Command Line Editing
Variousarrow and control keys on your keyboard allow you to recall, edit,
and reuse statements you have typed earlier. For example, suppose you
mistakenly enter
rho = (1 + sqt(5))/2
You have misspelled sqrt. MATLAB responds with
Undefined function 'sqt' for input arguments of type 'double'.

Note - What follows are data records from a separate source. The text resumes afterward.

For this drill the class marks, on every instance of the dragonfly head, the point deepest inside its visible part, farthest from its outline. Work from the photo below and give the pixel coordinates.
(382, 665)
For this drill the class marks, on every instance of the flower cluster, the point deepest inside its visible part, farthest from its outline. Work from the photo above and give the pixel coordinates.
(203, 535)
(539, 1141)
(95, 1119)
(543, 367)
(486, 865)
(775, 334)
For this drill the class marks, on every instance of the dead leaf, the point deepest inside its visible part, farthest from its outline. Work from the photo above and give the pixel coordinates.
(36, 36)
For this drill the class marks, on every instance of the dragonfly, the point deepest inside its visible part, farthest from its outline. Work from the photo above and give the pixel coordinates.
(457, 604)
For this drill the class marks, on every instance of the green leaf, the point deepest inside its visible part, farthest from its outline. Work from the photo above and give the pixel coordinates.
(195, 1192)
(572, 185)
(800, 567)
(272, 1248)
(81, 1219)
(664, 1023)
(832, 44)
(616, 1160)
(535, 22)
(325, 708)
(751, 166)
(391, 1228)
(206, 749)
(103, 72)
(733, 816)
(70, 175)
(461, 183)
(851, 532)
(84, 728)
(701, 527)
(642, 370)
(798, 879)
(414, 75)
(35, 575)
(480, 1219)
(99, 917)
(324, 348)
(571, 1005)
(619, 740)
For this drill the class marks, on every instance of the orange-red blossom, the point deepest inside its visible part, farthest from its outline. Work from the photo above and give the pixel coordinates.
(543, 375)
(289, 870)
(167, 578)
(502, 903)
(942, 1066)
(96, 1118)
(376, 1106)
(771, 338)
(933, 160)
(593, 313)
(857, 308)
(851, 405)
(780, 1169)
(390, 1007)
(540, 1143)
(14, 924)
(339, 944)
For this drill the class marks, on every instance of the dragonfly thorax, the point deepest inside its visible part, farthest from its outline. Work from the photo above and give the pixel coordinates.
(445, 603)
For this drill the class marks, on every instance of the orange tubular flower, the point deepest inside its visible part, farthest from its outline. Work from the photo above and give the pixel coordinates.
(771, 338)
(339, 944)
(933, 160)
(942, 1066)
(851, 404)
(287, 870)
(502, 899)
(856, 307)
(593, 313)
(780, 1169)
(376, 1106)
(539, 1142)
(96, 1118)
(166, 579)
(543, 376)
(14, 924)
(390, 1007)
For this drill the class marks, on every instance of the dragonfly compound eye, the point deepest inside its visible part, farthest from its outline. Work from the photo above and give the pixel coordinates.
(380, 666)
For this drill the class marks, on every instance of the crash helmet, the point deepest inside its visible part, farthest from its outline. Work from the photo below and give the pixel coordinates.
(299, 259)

Instead of retyping the entire line, simply press the ↑ key. The statement
you typed is redisplayed. Use the ← key to move the cursor over and insert
the missing r. Repeated use of the ↑ key recalls earlier lines. Typing a few
characters, and then pressing the ↑ key finds a previous line that begins with
those characters. You can also copy previously executed statements from
the Command History.
2-20
Indexing
Indexing
In this section...
“Subscripts” on page 2-21
“The Colon Operator” on page 2-22
“Concatenation” on page 2-23
“Deleting Rows and Columns” on page 2-24
“Scalar Expansion” on page 2-25
“Logical Subscripting” on page 2-26
“The find Function” on page 2-27
Subscripts
The element in row i and column j of A is denoted by A(i,j). For example,
A(4,2) is the number in the fourth row and second column. For the magic
square, A(4,2) is 15. So to compute the sum of the elements in the fourth
column of A, type
A(1,4) + A(2,4) + A(3,4) + A(4,4)
This subscript produces
ans =
34
but is not the most elegant way of summing a single column.

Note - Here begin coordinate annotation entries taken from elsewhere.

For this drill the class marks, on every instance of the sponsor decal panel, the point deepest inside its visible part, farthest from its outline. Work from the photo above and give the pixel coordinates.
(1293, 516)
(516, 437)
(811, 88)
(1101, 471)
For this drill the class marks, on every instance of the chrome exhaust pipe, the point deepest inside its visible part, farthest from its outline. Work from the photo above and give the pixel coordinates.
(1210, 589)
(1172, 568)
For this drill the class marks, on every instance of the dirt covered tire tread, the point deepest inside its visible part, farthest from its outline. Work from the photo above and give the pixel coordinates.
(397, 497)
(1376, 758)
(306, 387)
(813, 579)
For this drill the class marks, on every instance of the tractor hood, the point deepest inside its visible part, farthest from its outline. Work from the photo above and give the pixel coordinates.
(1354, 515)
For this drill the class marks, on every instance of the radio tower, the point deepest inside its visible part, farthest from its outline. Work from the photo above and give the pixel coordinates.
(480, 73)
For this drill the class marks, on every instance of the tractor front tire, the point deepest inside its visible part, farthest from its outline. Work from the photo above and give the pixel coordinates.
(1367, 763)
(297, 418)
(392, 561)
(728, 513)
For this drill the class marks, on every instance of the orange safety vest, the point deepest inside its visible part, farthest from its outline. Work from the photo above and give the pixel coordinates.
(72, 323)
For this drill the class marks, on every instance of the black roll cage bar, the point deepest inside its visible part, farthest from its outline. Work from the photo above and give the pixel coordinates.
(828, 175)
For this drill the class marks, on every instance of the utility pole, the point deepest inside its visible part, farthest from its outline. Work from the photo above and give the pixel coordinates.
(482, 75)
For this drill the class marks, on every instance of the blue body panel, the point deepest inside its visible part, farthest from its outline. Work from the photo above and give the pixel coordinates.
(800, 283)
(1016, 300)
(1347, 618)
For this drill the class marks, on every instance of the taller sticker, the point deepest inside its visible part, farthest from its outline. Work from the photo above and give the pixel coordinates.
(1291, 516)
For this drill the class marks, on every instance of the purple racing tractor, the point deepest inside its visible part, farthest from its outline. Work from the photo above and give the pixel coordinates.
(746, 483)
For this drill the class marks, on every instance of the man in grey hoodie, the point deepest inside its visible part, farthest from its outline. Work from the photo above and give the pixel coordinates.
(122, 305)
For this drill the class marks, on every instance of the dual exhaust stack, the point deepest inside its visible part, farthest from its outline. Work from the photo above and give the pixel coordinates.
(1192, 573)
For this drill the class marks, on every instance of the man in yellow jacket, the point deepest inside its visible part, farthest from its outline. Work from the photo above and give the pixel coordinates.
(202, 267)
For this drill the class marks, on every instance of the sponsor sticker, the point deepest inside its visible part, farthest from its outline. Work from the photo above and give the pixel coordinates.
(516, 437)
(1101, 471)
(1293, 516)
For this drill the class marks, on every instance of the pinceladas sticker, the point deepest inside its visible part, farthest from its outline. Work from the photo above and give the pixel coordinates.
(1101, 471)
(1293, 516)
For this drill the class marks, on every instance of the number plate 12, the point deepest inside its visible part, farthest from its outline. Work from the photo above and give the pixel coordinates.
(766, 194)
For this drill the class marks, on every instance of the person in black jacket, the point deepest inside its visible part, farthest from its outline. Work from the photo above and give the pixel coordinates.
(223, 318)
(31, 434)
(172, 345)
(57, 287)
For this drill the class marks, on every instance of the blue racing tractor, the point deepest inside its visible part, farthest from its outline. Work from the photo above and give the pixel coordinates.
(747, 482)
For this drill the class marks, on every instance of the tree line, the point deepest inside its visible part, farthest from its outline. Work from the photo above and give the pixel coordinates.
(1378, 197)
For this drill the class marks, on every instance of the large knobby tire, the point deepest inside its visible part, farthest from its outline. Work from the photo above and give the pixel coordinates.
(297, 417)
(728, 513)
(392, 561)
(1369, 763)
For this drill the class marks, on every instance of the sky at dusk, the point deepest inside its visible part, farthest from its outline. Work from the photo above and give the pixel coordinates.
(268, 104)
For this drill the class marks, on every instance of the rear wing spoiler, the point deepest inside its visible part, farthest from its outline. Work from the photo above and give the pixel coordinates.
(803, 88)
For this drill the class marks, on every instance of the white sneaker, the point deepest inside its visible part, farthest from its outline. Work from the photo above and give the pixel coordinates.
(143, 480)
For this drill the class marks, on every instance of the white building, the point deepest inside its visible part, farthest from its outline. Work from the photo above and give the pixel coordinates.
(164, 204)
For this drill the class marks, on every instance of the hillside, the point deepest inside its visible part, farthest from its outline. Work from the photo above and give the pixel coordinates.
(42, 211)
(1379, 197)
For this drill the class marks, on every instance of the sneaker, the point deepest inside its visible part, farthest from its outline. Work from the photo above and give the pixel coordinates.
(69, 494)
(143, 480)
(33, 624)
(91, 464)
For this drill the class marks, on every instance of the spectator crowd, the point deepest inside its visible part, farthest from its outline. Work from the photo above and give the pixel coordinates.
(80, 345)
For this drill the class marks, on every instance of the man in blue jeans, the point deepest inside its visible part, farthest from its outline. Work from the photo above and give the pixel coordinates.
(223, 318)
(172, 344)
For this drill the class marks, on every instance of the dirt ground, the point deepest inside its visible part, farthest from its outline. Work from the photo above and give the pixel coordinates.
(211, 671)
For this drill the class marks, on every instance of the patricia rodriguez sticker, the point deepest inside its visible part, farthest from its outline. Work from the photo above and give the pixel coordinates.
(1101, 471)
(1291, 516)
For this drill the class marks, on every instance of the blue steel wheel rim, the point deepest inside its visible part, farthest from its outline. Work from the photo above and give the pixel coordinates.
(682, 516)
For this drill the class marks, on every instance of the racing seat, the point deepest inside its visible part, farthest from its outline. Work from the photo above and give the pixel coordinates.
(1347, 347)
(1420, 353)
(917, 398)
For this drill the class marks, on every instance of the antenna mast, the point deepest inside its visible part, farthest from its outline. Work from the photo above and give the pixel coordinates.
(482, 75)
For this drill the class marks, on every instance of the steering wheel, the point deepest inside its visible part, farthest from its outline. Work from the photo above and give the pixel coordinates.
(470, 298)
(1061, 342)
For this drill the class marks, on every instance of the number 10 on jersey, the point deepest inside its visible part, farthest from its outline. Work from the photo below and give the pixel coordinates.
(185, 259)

It is also possible to refer to the elements of a matrix with a single subscript,
A(k). A single subscript is the usual way of referencing row and column
vectors. However, it can also apply to a fully two-dimensional matrix, in
which case the array is regarded as one long column vector formed from the
columns of the original matrix. So, for the magic square, A(8) is another way
of referring to the value 15 stored in A(4,2).
If you try to use the value of an element outside of the matrix, it is an error:
t = A(4,5)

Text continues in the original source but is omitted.